Senator Joanne M. Comerford, Chair
Representative Marjorie C. Decker, Chair
Senator Susan L. Moran, Vice Chair
Representative Brian W. Murray, Vice Chair

Re: Support for H.2348, an Act to ban the use of PFAS in food packaging and S.1494, an Act relative to chemicals in food packaging

Dear Chair Comerford, Chair Decker, and members of the Joint Committee on Public Health:

On behalf of Massachusetts Breast Cancer Coalition, dedicated to preventing environmental causes of breast cancer through community education, research advocacy, and changes to public policy, we would like to express our support of bills H.2348 and S.1494.

PFAS exposure has been linked to testicular and kidney cancer, high cholesterol, liver damage, thyroid disease, decreased vaccine response, reduced immune system functioning, and other health impacts. In lab studies, PFAS exposure has also been shown to alter mammary gland development which raises concerns about an increased risk for breast cancer.

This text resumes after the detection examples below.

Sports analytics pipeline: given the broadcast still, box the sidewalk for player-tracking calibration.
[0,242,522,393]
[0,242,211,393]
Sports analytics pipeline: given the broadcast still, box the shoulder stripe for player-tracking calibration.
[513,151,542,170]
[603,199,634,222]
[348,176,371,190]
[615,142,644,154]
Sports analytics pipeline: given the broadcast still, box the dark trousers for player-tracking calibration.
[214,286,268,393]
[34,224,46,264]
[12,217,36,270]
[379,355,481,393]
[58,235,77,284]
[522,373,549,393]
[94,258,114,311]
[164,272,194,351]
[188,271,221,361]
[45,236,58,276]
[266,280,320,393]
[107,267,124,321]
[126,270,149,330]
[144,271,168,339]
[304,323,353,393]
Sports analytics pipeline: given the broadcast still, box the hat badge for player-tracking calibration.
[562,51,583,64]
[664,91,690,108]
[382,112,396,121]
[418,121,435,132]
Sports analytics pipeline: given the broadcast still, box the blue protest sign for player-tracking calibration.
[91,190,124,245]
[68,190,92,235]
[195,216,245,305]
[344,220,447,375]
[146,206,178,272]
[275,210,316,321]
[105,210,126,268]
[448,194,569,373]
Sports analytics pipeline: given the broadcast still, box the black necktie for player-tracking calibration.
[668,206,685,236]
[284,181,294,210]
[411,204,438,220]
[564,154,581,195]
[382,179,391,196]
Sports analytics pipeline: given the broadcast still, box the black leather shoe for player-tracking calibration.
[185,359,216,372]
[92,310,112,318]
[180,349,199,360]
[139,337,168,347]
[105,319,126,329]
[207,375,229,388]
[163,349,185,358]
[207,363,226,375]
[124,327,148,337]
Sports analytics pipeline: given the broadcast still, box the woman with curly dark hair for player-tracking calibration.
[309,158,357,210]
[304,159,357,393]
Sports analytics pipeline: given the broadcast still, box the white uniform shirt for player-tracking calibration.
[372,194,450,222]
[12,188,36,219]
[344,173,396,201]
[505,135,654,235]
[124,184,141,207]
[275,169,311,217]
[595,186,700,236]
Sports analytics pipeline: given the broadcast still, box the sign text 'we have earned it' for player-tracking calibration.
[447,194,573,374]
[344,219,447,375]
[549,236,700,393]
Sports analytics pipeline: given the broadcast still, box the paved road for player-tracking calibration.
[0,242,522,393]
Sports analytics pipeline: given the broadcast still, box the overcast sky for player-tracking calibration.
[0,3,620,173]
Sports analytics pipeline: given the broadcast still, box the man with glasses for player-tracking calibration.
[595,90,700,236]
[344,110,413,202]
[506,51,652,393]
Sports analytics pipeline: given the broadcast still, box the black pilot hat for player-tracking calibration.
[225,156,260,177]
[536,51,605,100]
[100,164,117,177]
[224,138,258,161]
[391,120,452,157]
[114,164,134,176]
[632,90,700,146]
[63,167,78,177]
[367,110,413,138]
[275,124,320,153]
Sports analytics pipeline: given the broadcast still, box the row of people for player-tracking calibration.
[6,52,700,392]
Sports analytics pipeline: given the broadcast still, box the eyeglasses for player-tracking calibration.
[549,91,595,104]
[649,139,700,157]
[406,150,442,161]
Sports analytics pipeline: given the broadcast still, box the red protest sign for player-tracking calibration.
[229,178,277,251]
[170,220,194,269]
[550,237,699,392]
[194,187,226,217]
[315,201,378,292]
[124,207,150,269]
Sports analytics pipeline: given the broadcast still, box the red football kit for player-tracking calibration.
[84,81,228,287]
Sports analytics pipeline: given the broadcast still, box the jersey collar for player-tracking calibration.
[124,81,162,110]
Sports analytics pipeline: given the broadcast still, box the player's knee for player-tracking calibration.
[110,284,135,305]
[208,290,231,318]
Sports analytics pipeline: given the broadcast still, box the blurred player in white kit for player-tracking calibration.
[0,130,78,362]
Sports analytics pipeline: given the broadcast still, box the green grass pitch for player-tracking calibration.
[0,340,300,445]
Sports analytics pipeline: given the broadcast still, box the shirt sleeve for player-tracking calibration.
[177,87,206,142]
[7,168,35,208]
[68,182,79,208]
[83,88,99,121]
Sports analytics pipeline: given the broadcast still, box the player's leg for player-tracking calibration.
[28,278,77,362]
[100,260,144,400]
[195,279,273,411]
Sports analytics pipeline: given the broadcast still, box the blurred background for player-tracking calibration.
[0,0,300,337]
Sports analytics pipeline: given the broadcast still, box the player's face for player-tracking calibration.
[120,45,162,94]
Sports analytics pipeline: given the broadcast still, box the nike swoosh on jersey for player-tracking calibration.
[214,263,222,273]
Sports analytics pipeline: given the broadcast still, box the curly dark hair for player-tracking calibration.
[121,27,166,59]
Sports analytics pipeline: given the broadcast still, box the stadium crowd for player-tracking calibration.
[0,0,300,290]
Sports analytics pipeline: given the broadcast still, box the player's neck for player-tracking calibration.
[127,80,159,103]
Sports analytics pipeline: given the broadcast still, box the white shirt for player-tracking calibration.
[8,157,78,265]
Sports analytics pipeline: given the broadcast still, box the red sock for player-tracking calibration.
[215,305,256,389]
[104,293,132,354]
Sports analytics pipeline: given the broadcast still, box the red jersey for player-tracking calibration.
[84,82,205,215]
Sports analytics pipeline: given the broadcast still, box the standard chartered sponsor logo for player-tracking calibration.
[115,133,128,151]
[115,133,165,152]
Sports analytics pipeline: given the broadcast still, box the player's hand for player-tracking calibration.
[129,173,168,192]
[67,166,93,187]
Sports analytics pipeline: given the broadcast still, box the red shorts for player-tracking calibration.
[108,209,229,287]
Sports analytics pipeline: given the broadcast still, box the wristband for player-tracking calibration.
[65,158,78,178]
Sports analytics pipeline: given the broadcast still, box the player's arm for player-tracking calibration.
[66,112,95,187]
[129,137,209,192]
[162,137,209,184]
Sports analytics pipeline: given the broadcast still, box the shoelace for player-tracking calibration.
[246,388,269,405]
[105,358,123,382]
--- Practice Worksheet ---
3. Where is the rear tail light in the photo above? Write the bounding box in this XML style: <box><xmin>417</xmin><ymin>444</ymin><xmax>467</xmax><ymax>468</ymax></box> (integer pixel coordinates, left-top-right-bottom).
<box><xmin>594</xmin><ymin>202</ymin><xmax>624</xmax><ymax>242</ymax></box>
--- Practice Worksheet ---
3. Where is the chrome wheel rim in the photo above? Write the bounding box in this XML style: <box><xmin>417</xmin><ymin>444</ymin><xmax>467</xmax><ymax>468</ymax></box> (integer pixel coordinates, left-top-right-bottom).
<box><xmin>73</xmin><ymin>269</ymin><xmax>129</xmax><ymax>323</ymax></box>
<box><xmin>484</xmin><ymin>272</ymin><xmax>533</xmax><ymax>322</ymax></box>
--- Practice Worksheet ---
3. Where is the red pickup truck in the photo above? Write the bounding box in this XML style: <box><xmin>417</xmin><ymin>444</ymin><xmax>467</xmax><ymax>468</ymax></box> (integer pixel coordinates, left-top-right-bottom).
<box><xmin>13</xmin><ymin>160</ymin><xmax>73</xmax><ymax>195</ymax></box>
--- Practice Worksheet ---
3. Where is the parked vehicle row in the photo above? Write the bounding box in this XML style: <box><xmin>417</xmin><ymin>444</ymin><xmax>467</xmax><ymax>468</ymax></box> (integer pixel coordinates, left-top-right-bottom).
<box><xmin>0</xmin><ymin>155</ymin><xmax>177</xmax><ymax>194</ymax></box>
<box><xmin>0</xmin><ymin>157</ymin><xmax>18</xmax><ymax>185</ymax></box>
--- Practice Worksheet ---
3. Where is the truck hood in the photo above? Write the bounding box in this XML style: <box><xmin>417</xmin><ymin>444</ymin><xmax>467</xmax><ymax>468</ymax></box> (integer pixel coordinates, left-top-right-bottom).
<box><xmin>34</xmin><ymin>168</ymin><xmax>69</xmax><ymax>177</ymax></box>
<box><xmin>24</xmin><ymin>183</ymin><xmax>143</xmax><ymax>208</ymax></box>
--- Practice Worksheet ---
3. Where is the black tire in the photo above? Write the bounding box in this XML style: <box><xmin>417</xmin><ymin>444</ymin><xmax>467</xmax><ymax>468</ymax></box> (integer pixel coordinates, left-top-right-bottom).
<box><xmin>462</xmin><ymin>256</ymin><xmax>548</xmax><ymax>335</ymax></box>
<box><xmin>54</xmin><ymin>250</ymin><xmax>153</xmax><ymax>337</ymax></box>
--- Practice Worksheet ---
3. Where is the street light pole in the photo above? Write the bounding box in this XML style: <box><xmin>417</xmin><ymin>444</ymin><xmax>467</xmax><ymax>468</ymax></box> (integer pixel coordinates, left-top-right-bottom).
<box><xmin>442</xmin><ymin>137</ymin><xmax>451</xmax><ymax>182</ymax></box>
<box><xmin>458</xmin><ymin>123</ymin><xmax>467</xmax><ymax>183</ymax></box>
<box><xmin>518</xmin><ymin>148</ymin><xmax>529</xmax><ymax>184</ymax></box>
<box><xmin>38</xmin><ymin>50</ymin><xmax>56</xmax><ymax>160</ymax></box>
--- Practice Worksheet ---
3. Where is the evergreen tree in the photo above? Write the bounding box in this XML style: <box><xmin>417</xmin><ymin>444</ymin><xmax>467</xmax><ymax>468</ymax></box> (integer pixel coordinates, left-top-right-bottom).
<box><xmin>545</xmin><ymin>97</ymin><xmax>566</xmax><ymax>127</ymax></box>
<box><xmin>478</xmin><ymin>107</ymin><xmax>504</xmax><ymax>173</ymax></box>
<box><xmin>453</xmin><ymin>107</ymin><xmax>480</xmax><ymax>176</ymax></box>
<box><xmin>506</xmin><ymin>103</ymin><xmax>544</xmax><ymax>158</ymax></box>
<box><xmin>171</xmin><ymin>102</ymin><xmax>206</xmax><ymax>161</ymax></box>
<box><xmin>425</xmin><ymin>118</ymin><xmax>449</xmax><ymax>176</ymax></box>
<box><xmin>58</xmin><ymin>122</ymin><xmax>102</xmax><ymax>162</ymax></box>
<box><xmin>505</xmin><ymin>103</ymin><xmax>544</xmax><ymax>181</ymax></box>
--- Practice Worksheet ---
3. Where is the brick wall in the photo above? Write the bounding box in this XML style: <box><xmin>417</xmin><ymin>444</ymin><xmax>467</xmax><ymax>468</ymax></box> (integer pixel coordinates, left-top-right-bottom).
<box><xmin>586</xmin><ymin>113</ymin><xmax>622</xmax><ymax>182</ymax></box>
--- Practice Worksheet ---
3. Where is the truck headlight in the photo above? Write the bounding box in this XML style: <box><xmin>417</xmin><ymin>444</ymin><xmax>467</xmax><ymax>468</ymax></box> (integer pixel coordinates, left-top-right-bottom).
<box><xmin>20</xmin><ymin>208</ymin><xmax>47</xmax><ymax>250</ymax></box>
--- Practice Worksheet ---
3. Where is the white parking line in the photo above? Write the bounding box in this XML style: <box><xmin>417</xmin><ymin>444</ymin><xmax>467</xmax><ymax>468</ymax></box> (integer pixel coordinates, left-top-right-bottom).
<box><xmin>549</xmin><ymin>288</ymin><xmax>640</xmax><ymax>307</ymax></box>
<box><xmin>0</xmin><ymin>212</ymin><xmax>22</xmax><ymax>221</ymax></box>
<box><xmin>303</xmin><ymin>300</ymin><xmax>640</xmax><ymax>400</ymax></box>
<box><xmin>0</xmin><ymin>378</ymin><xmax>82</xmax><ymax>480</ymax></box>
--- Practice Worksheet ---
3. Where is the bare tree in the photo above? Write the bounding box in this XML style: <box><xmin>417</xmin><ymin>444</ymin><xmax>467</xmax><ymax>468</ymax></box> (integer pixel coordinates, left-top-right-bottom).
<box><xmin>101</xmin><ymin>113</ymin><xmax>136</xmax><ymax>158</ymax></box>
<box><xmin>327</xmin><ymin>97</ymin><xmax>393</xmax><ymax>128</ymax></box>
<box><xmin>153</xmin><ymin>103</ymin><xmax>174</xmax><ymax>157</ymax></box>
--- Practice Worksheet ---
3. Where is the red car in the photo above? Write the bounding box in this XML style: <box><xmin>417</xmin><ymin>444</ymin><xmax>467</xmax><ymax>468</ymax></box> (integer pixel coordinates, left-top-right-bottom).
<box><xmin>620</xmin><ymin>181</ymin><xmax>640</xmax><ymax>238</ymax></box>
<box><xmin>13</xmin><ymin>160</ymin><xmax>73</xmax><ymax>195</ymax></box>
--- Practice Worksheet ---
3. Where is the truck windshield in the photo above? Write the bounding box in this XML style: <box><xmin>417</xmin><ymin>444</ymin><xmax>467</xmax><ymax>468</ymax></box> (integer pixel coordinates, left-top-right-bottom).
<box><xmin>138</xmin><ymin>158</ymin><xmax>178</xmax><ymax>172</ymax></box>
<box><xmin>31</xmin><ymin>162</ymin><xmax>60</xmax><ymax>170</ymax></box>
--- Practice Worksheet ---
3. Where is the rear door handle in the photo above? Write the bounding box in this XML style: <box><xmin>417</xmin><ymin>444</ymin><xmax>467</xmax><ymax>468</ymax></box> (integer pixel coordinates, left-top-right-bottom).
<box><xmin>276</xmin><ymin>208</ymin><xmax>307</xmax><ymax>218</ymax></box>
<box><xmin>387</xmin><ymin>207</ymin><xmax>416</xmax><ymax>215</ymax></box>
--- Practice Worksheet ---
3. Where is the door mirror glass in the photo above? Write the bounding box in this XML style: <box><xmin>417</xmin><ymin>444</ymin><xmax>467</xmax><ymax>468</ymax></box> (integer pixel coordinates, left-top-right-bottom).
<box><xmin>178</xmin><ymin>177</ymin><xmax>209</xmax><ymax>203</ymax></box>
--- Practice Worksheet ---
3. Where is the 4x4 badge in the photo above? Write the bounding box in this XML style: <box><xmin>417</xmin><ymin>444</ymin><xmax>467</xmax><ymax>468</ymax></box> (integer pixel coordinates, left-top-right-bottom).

A 2017 study by Silent Spring Institute of fast food chains found PFAS in almost half of fast food paper wrappers and 20 percent of paperboard samples. In 2019, Silent Spring Institute published a study that found people who ate more restaurant food, including fast food and pizza, and more microwave popcorn had higher levels of PFAS in their blood.

When the public buys food from the grocery store or takeout from a restaurant, they make a reasonable assumption that the products they are purchasing are safe for themselves and their families. The short-chain PFAS most commonly used in food packaging have been shown to cause the same types of toxic effects as the long-chain PFAS that have been phased out. A 2020 report released by the Centers for Disease Control and Prevention found that 36.3% of children ages 2 – 19 consumed fast food on any given day between 2015 and 2018. And, with this consumption comes an increase in PFAS exposure. Not only do PFAS leach into the food with which they come in contact, but they can also make their way into groundwater, soil, and surface waters after disposal in landfills.

As an additional point of concern are studies that have shown that communities of color have greater access to fast food, making them more vulnerable to PFAS exposure from fast food packaging and their harmful effects. This is not only a health issue; it is a social justice issue.

This month the state of California joined Connecticut, Maine, Minnesota, New York, Vermont, and Washington in the list of states banning PFAS from food packaging. It is time for Massachusetts to do the same.

Massachusetts Breast Cancer Coalition respectfully request that these bills be reported favorably from the committee so that they may continue through the legislative process. Bills S. 1494 and H.2348 should be passed as a critical step to ensure the protection of public health. Without the support of bills like these, PFAS accumulation will only worsen and threaten our health, and the health of our children and grandchildren.